Why is pop music the only art form that still inspires such arrantly stupid discussion? The debates that surround authenticity have no relationship to popular music as it’s been practiced for more than a century. Artists write material, alone or with assistance, revise it, and then present a final work created with the help of professionals who are trained for specific and relevant production tasks. This makes popular music similar to film, television, visual art, books, dance, and related areas like food and fashion. And yet no movie review begins, “Meryl Streep, despite not being a Prime Minister, is reasonably convincing in ‘The Iron Lady.’

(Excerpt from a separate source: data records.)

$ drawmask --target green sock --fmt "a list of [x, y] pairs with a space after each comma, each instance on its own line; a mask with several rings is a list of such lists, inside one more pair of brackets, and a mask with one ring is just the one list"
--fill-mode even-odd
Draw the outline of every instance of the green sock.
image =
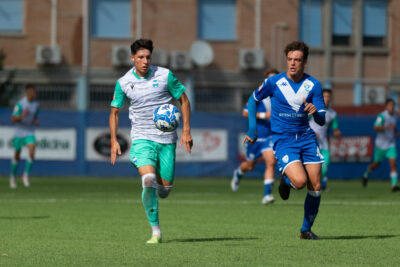
[[142, 191], [142, 202], [150, 225], [159, 225], [156, 189], [153, 187], [144, 187]]
[[15, 177], [18, 168], [18, 161], [11, 160], [11, 176]]
[[368, 178], [370, 173], [371, 173], [371, 172], [367, 169], [367, 170], [364, 172], [364, 177]]
[[322, 163], [321, 167], [321, 182], [323, 181], [327, 173], [328, 173], [328, 164], [324, 162]]
[[33, 161], [31, 161], [31, 160], [26, 161], [25, 174], [29, 175], [29, 173], [31, 173], [32, 165], [33, 165]]
[[397, 172], [390, 173], [390, 179], [392, 180], [392, 187], [397, 185]]

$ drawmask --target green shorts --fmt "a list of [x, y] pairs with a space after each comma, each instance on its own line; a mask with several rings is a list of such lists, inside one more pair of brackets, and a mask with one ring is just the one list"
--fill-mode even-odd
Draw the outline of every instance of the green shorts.
[[32, 143], [33, 144], [36, 143], [36, 138], [33, 134], [25, 136], [25, 137], [14, 137], [14, 140], [13, 140], [14, 149], [16, 151], [20, 151], [23, 146], [32, 144]]
[[329, 165], [331, 163], [331, 157], [329, 155], [329, 149], [321, 149], [321, 154], [324, 157], [324, 165]]
[[168, 182], [174, 181], [176, 144], [160, 144], [139, 139], [132, 142], [129, 160], [140, 168], [152, 165], [156, 174]]
[[374, 162], [381, 162], [384, 158], [395, 159], [397, 158], [396, 147], [392, 146], [388, 149], [375, 148]]

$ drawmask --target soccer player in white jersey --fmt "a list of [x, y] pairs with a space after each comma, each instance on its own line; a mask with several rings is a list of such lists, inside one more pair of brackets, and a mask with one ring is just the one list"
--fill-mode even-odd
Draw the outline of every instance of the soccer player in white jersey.
[[328, 130], [332, 130], [332, 134], [334, 137], [341, 137], [342, 133], [339, 130], [339, 122], [337, 118], [336, 111], [331, 107], [331, 96], [332, 90], [330, 89], [323, 89], [322, 94], [324, 96], [324, 103], [327, 108], [325, 113], [325, 124], [319, 125], [315, 122], [314, 117], [311, 116], [310, 118], [310, 126], [311, 129], [314, 130], [315, 134], [318, 138], [319, 149], [321, 150], [322, 156], [324, 156], [324, 163], [322, 163], [321, 168], [321, 189], [327, 189], [328, 183], [328, 167], [330, 161], [329, 155], [329, 142], [328, 142]]
[[166, 198], [172, 189], [175, 172], [175, 149], [177, 134], [162, 132], [153, 123], [154, 110], [162, 104], [181, 104], [183, 127], [180, 145], [190, 153], [193, 141], [190, 133], [190, 103], [184, 93], [186, 88], [174, 74], [151, 65], [153, 42], [139, 39], [131, 45], [134, 67], [118, 79], [109, 118], [111, 134], [111, 163], [121, 154], [116, 135], [120, 109], [129, 101], [132, 147], [130, 161], [142, 177], [142, 202], [152, 228], [148, 244], [161, 242], [158, 218], [158, 197]]
[[36, 90], [34, 85], [25, 86], [25, 97], [14, 106], [11, 116], [11, 122], [15, 123], [15, 134], [13, 139], [14, 156], [11, 160], [10, 187], [17, 188], [15, 176], [23, 146], [29, 150], [28, 159], [25, 165], [25, 171], [22, 175], [22, 182], [25, 187], [29, 187], [29, 174], [32, 169], [35, 158], [35, 126], [39, 125], [38, 113], [39, 103], [35, 101]]
[[325, 104], [320, 82], [304, 72], [308, 46], [300, 41], [285, 48], [287, 72], [266, 79], [248, 101], [249, 130], [243, 142], [254, 143], [256, 102], [271, 98], [271, 130], [275, 157], [281, 171], [279, 194], [286, 200], [290, 188], [308, 188], [304, 203], [301, 239], [320, 239], [311, 231], [321, 200], [321, 163], [317, 138], [310, 128], [308, 116], [319, 125], [325, 123]]
[[[278, 73], [279, 71], [276, 69], [268, 69], [264, 76], [268, 78]], [[272, 150], [274, 144], [271, 136], [271, 101], [269, 98], [258, 103], [256, 116], [257, 141], [253, 145], [246, 144], [246, 160], [240, 163], [234, 170], [231, 180], [231, 189], [234, 192], [239, 190], [240, 180], [243, 178], [243, 175], [248, 171], [252, 171], [256, 166], [257, 159], [262, 157], [266, 168], [264, 171], [264, 195], [261, 199], [261, 203], [267, 205], [273, 203], [275, 200], [272, 195], [275, 174], [275, 156]], [[243, 117], [248, 118], [247, 104], [243, 110]]]
[[374, 130], [376, 131], [376, 138], [374, 159], [363, 175], [362, 184], [364, 187], [367, 186], [368, 177], [371, 172], [378, 168], [384, 158], [387, 158], [390, 165], [392, 192], [400, 190], [399, 186], [397, 185], [398, 175], [396, 167], [396, 139], [399, 137], [399, 132], [396, 129], [396, 121], [397, 117], [395, 114], [394, 101], [393, 99], [387, 99], [385, 111], [379, 113], [375, 120]]

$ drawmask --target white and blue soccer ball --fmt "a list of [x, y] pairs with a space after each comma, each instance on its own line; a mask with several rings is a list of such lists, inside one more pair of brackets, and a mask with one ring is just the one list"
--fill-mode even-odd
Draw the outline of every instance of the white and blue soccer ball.
[[181, 111], [172, 104], [163, 104], [153, 114], [154, 125], [163, 132], [172, 132], [181, 122]]

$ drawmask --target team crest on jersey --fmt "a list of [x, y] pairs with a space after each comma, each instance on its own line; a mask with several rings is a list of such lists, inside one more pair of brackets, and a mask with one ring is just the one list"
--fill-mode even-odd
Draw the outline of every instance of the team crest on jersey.
[[288, 155], [283, 156], [282, 161], [284, 163], [288, 163], [289, 162], [289, 156]]
[[133, 87], [135, 87], [135, 85], [133, 83], [131, 83], [130, 87], [131, 87], [131, 90], [133, 90]]
[[159, 83], [157, 80], [153, 80], [153, 87], [157, 88], [159, 86]]
[[304, 90], [306, 90], [306, 92], [310, 92], [312, 88], [312, 84], [308, 83], [308, 82], [304, 82]]

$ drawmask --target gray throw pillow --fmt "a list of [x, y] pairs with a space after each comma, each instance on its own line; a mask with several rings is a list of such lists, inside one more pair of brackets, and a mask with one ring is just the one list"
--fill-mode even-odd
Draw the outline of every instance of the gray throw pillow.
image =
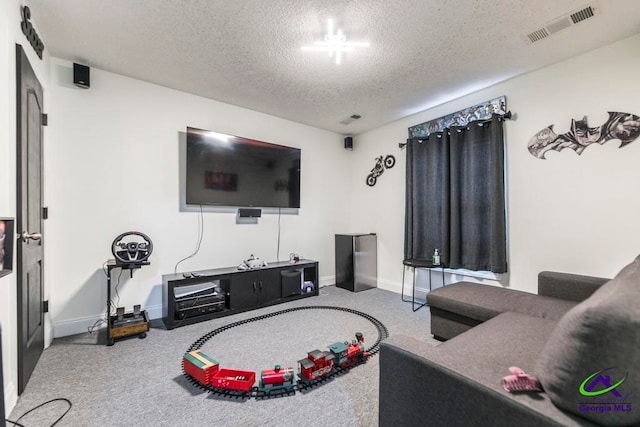
[[535, 373], [559, 408], [640, 423], [640, 256], [558, 321]]

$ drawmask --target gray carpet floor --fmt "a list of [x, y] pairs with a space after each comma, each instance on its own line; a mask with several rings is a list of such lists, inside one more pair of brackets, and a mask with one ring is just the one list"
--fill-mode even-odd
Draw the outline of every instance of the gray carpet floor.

Lana Del Rey’s Image on “Born to Die” : The New Yorker

(via judyxberman)

SFJ is on the money, per usj. Andthe other question to ask:  why are female artists the only ones who inspire such “discussion”, or “authenticity” “discussions” where sexism is masked as discernment? I am literally counting the hours until the long thing I wrote about her/this for SPIN comes out. Spoiler alert: I did the homework no one else was interested in doing. Ze End.

(via tinyluckygenius)

Much love to Jessica, one of our favorite thinkers, but I think it’s perfectly okay to insist on authenticity in music, insofar as a privileging of authenticity remains one of the few ways that actual class-based critiques of corporate hegemony and consumerism become admissible in pop discourse.  We look for authentic stuff, because we want to get behind people who are on the right team.  We want the broccoli that’s labeled “organic and local” not to be pesticide covered and shipped in from Chile. That’s okay, even as our notions of authenticity might be confused, conflicted, sometimes contradictory.

It’s true that sexism plays a role, in how we talk about it though. I’d love to see Owl City, for example endure the kind of scrutiny that Ms Del Rey has, and I wish Ms Del Rey’s critics didn’t stoop to misogyny.  Still that doesn’t mean that pointing out that fake, manufactured, phony stuff is fake, manufactured, phony necessarily has any element of sexism.

(We have nothing to say about Lana Del Rey, except that it sucks that she stole people’s super 8 footage and passed it off as her own work.  Listened to 30 seconds and got very bored, moved on.)